When we talk about international trade and investment, “protectionism” usually refers to decisions by a government that shelter a domestic enterprise or industry from foreign competition. Every country does it, either by legal or illegal means. The World Trade Organization, which has rules that mandate “national treatment” between Member States, nevertheless allows nations to get away with a great deal of protectionism. And they do so, all the time. Every single anti-dumping case is an example of protectionism.
For example, the U.S.-China dispute on tires involved a legal means of protectionism. The U.S., in response to union complaints, threw up a tariff on Chinese imports to protect local manufacturers. This was legal under a special safeguard mechanism China agreed to when it joined the WTO. This may have been legal under WTO law, but it was obviously a protectionist measure.
China has had its share of protectionism problems over the years, including the A/V products case that I’ve written so much about. That dispute was finally settled earlier this year, although no resolution on the underlying national treatment violation was ever put forward.
I like to think that when I yell “protectionism!” in a given case, I have a good reason for making that accusation. If some evidence points in that direction or if no other explanation makes sense, I’m OK with throwing out the “P” word. At the same time, I try to point out when the “protectionism” label is inappropriate. For example, earlier this year, many foreign commentators used the “P” word when iPads were taken off the shelves of stores in a couple cities in response to the trademark dispute between Apple and Proview. This was not blatant protectionism; Proview was the legal owner of the trademark, and the enforcement action was legal.
Additionally, all this writing I’ve done recently about Huawei and ZTE, where I find myself opposite a whole lot of people who are screaming about protectionism, has made me sensitive to how and when we use the term. It may even color the way I use it myself in the future. I’ve noticed that many folks, both here in China as well as abroad, have been talking about protectionism without ever justifying the charge. If I had to choose, I’d be more likely to ascribe the Huawei/ZTE report to China bashing than protectionism, but the distinction between these two things seems to be lost on some critics.
Once one starts looking for inappropriate uses of the term, it can be seen everywhere. Just this morning I was reading about failed U.S. solar firm Solyndra, which has filed an antitrust case in the U.S. against several Chinese companies. Solyndra is accusing these firms of price fixing, which Solyndra says contributed to its bankruptcy.
Let’s put aside the merits of the case. Not important to this discussion, and I do not have any facts on the underlying dispute anyway as it’s still in the early stages.
What’s more interesting is critical reaction I saw in today’s Global Times. Now, before you roll your eyes, give me a second here. Yes, Global Times has a deserved reputation for hewing to a decidedly nationalistic viewpoint, and therefore one would expect that any dispute involving a Chinese company would be treated with hostility by GT. Indeed, that is usually the case, and the pattern is followed here as well.
But it’s not the article itself that drew my attention, just a very short quote from an industry representative:
“This kind of groundless complaints[sic] from the US will not stop, since the US presidential election is still going on, and its government always would like to link its domestic social conflicts with China,” Zeng Shaojun, secretary-general of the China New Energy Chamber of Commerce, told the Global Times Monday.
“The Chinese government will take countermeasures if the US kept on igniting trade frictions, and it will benefit neither side,” Zeng said.
This is a great example of what I’ll call “protectionism projection.” My use of the term “projection” is not entirely accurate, since it is borrowed from psychology and refers to: “a psychological defense mechanism where a person subconsciously denies his or her own attributes, thoughts, and emotions, which are then ascribed to the outside world, usually to other people.” Close enough, though.
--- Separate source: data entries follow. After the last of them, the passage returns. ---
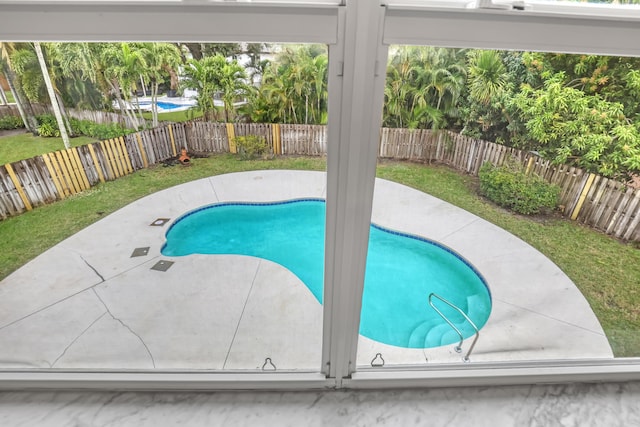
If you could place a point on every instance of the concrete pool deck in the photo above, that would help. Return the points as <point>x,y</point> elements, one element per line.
<point>88,303</point>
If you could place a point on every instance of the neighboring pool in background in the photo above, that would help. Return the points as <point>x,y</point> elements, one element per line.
<point>401,271</point>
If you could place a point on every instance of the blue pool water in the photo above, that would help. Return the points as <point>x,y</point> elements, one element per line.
<point>162,104</point>
<point>168,105</point>
<point>401,271</point>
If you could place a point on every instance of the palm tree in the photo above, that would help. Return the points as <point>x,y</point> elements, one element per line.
<point>213,76</point>
<point>487,75</point>
<point>233,83</point>
<point>162,59</point>
<point>23,104</point>
<point>202,75</point>
<point>125,65</point>
<point>80,71</point>
<point>52,96</point>
<point>294,86</point>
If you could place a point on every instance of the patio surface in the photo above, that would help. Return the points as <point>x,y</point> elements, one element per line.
<point>88,303</point>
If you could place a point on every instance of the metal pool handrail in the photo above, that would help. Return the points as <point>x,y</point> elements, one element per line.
<point>458,348</point>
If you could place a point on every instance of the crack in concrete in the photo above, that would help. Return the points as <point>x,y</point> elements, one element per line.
<point>76,293</point>
<point>153,362</point>
<point>215,193</point>
<point>76,339</point>
<point>93,268</point>
<point>242,314</point>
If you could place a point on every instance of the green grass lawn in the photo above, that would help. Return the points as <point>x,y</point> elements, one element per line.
<point>605,270</point>
<point>9,96</point>
<point>25,146</point>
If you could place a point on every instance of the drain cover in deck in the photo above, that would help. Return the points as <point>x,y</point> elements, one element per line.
<point>162,265</point>
<point>160,222</point>
<point>140,252</point>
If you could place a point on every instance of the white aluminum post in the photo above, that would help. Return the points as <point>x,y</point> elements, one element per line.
<point>356,92</point>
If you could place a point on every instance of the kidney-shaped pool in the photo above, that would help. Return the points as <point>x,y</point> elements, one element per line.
<point>402,270</point>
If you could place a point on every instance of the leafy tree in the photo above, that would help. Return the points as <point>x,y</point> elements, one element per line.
<point>568,125</point>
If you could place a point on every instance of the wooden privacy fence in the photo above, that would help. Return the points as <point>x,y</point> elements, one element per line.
<point>12,109</point>
<point>601,203</point>
<point>593,200</point>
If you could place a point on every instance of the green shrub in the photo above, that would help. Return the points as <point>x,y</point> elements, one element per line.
<point>10,122</point>
<point>48,126</point>
<point>253,146</point>
<point>510,187</point>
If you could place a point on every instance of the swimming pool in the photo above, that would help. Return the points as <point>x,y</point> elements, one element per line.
<point>402,270</point>
<point>163,105</point>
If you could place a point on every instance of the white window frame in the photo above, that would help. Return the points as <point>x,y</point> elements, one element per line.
<point>358,33</point>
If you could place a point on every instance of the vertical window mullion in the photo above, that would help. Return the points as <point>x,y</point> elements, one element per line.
<point>356,91</point>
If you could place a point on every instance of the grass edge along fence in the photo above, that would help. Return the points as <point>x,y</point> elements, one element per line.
<point>604,204</point>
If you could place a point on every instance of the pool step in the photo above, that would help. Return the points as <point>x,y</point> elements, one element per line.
<point>419,334</point>
<point>437,331</point>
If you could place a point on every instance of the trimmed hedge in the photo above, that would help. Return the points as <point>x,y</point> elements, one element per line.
<point>510,187</point>
<point>253,147</point>
<point>10,122</point>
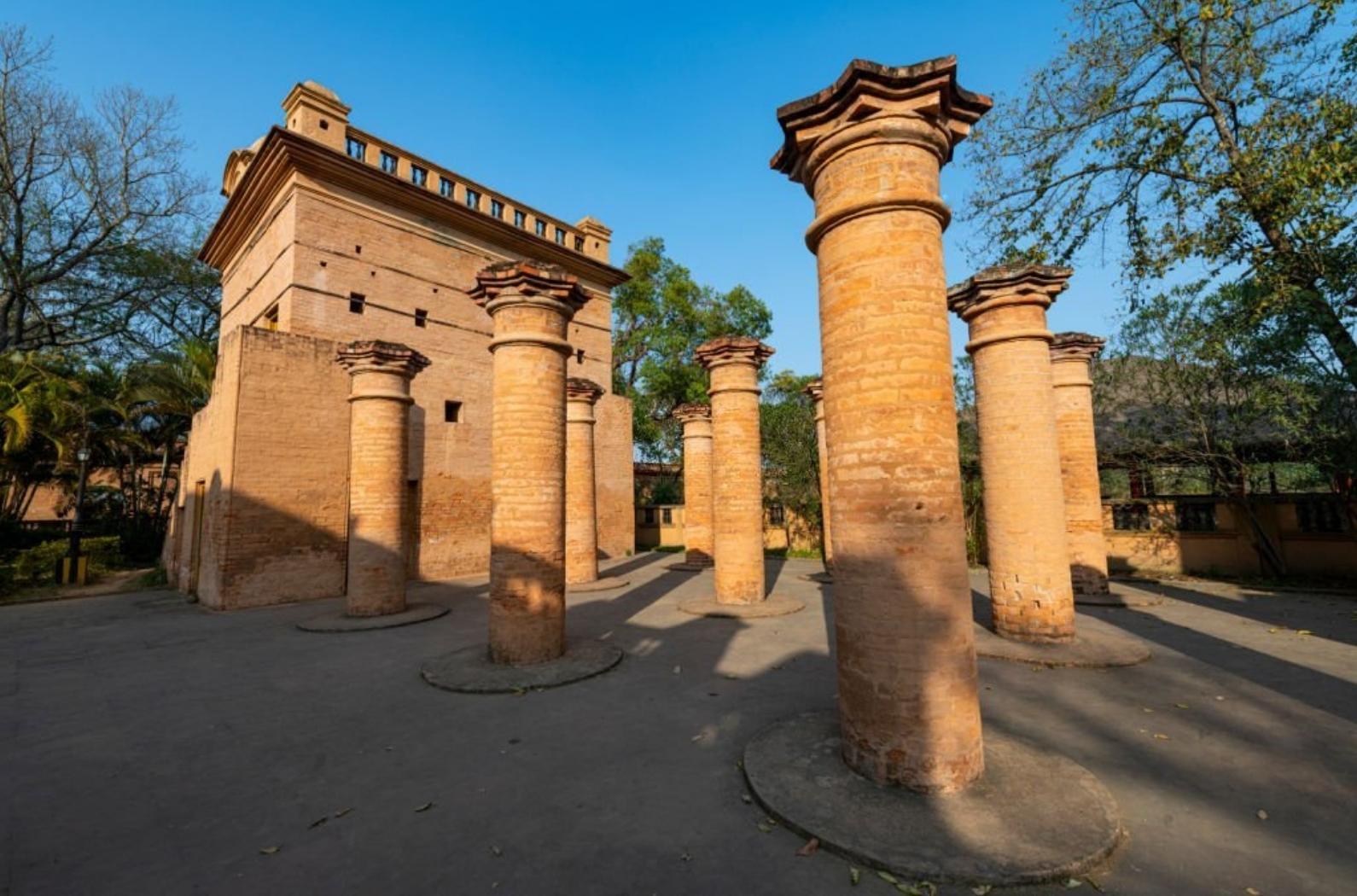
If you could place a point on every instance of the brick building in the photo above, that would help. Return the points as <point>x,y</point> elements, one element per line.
<point>331,234</point>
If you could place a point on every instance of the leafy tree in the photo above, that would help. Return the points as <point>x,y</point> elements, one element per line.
<point>1205,139</point>
<point>660,317</point>
<point>1197,385</point>
<point>96,215</point>
<point>790,450</point>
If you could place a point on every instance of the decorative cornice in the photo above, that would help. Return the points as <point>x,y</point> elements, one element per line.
<point>582,390</point>
<point>1007,285</point>
<point>285,154</point>
<point>731,351</point>
<point>1076,346</point>
<point>527,282</point>
<point>375,356</point>
<point>691,411</point>
<point>866,89</point>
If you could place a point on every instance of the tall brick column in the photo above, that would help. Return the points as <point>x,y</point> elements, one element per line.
<point>870,149</point>
<point>696,484</point>
<point>581,500</point>
<point>1071,355</point>
<point>816,390</point>
<point>1019,451</point>
<point>737,480</point>
<point>531,305</point>
<point>379,450</point>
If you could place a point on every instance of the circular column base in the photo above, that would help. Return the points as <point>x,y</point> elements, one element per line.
<point>1092,648</point>
<point>1032,817</point>
<point>603,583</point>
<point>770,606</point>
<point>469,670</point>
<point>340,620</point>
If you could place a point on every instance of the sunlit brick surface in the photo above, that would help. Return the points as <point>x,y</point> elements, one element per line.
<point>870,151</point>
<point>1019,455</point>
<point>531,305</point>
<point>737,477</point>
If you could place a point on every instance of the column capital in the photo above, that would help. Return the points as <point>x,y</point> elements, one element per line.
<point>528,282</point>
<point>691,411</point>
<point>1007,285</point>
<point>926,91</point>
<point>581,390</point>
<point>733,351</point>
<point>1076,346</point>
<point>374,356</point>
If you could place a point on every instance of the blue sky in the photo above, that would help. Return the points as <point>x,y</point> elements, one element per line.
<point>655,119</point>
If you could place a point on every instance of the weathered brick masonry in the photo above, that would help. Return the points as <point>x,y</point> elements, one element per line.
<point>869,149</point>
<point>737,480</point>
<point>696,482</point>
<point>321,246</point>
<point>1019,452</point>
<point>1071,355</point>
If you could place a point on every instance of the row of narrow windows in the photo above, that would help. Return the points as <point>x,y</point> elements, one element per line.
<point>420,177</point>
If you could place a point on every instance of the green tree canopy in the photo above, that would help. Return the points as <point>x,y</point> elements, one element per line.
<point>660,317</point>
<point>1203,137</point>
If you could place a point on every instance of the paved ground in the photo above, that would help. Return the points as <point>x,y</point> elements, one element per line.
<point>151,747</point>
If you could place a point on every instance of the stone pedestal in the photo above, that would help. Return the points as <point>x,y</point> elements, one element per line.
<point>581,497</point>
<point>870,148</point>
<point>1071,355</point>
<point>1019,455</point>
<point>696,485</point>
<point>379,450</point>
<point>816,390</point>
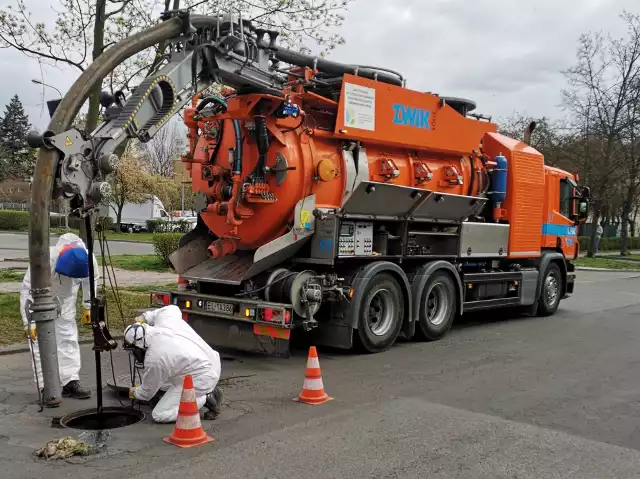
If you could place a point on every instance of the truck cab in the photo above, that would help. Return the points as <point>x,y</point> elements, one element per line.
<point>566,206</point>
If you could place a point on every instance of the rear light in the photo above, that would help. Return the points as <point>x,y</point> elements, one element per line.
<point>183,284</point>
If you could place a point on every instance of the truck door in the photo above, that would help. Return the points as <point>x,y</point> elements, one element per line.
<point>559,230</point>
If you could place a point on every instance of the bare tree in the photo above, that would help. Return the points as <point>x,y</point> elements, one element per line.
<point>84,29</point>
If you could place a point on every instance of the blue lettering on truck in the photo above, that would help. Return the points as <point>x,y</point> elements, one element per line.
<point>410,116</point>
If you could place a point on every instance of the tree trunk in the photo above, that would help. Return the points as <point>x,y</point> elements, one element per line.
<point>119,217</point>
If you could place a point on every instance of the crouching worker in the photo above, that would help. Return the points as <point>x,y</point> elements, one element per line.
<point>170,349</point>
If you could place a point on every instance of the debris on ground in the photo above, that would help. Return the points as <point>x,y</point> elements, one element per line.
<point>64,448</point>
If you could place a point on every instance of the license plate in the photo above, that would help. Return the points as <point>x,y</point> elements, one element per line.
<point>215,307</point>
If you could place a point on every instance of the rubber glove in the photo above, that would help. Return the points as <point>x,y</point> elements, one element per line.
<point>132,392</point>
<point>86,314</point>
<point>30,332</point>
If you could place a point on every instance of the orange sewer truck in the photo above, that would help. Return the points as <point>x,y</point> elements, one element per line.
<point>354,210</point>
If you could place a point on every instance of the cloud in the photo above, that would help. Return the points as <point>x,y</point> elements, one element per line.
<point>506,55</point>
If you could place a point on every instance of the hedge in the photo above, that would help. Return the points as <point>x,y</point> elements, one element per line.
<point>163,226</point>
<point>14,220</point>
<point>166,243</point>
<point>608,244</point>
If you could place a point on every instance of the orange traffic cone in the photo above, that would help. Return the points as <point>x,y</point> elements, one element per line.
<point>313,389</point>
<point>188,431</point>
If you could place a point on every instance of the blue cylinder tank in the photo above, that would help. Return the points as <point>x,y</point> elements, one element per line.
<point>499,180</point>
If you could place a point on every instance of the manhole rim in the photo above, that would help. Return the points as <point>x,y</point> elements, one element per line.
<point>109,409</point>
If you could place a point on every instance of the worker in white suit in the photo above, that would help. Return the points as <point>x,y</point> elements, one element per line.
<point>69,262</point>
<point>170,349</point>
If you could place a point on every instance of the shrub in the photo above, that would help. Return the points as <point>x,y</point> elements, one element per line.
<point>14,220</point>
<point>162,226</point>
<point>166,243</point>
<point>105,222</point>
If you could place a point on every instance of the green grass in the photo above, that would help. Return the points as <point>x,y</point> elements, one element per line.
<point>132,299</point>
<point>113,236</point>
<point>11,275</point>
<point>138,262</point>
<point>607,263</point>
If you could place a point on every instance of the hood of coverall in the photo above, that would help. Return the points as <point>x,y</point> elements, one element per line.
<point>73,257</point>
<point>136,338</point>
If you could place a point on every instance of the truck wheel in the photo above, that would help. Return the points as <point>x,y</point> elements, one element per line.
<point>381,314</point>
<point>437,307</point>
<point>551,291</point>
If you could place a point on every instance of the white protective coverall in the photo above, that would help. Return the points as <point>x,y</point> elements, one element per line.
<point>174,350</point>
<point>65,289</point>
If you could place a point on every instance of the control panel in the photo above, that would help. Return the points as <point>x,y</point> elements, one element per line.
<point>364,239</point>
<point>347,239</point>
<point>355,239</point>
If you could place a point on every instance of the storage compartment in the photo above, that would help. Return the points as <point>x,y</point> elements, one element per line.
<point>483,240</point>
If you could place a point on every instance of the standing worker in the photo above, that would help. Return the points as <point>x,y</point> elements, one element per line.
<point>170,349</point>
<point>69,260</point>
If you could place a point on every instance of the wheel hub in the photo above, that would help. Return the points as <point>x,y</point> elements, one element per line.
<point>551,289</point>
<point>380,312</point>
<point>437,304</point>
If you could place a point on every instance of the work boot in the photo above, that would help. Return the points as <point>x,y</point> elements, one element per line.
<point>213,403</point>
<point>74,390</point>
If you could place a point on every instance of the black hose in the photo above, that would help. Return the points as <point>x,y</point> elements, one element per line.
<point>211,99</point>
<point>237,164</point>
<point>335,68</point>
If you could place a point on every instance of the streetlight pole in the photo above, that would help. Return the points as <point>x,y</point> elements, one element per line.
<point>64,205</point>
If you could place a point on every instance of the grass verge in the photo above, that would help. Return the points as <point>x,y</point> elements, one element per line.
<point>11,275</point>
<point>131,300</point>
<point>112,235</point>
<point>607,263</point>
<point>138,262</point>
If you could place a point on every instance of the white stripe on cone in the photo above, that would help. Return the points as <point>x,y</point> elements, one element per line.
<point>313,384</point>
<point>188,395</point>
<point>188,422</point>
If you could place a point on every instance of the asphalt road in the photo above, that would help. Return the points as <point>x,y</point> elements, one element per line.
<point>500,397</point>
<point>13,245</point>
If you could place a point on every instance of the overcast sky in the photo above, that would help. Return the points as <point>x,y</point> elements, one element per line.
<point>506,55</point>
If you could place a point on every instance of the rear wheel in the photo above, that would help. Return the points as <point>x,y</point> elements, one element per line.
<point>551,292</point>
<point>437,307</point>
<point>381,314</point>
Zeng is projecting his own ideas about how trade disputes are dealt with onto this Solyndra lawsuit. If you’ll notice, he not only talks about the lawsuit, but quickly brings the U.S. government into the discussion. But although the U.S. government has indeed imposed countervailing duties on Chinese solar panels in response to an anti-dumping action, that action and the Solyndra lawsuit are completely separate.
I’m not sure Zeng understands that, nor would it surprise me if he assumed that a U.S. court action was somehow evidence of government involvement. Why? Because that’s what he would expect here at home.
You see, the belief that many lawsuits in China are political in nature, and that cases involving international trade in particular are “managed” by the government, is not limited to foreigners, but also widely held by folks who live here as well. For what it’s worth, I think this view is wrong and that the vast majority of commercial litigation cases in China are free from such influence.
However, if you do hold this viewpoint, then you may assume that litigation in other countries is similarly influenced by that government. In some countries that may be true, in others, definitely not.
Is the Solyndra lawsuit a U.S. government action? Of course not. Has the judicial process somehow been influenced by the U.S. election? Nonsense. The case was just filed, and the plaintiff has not even made it through the first round of legal challenges.
Complaining about the merits of the case is fine. Criticizing it for being yet another example of U.S. protectionism is ridiculous. At least wait for a judgment!
I think we all need to be a bit more circumspect when throwing around the word “protectionism” or, in the case of Zeng, talking about government action in trade cases.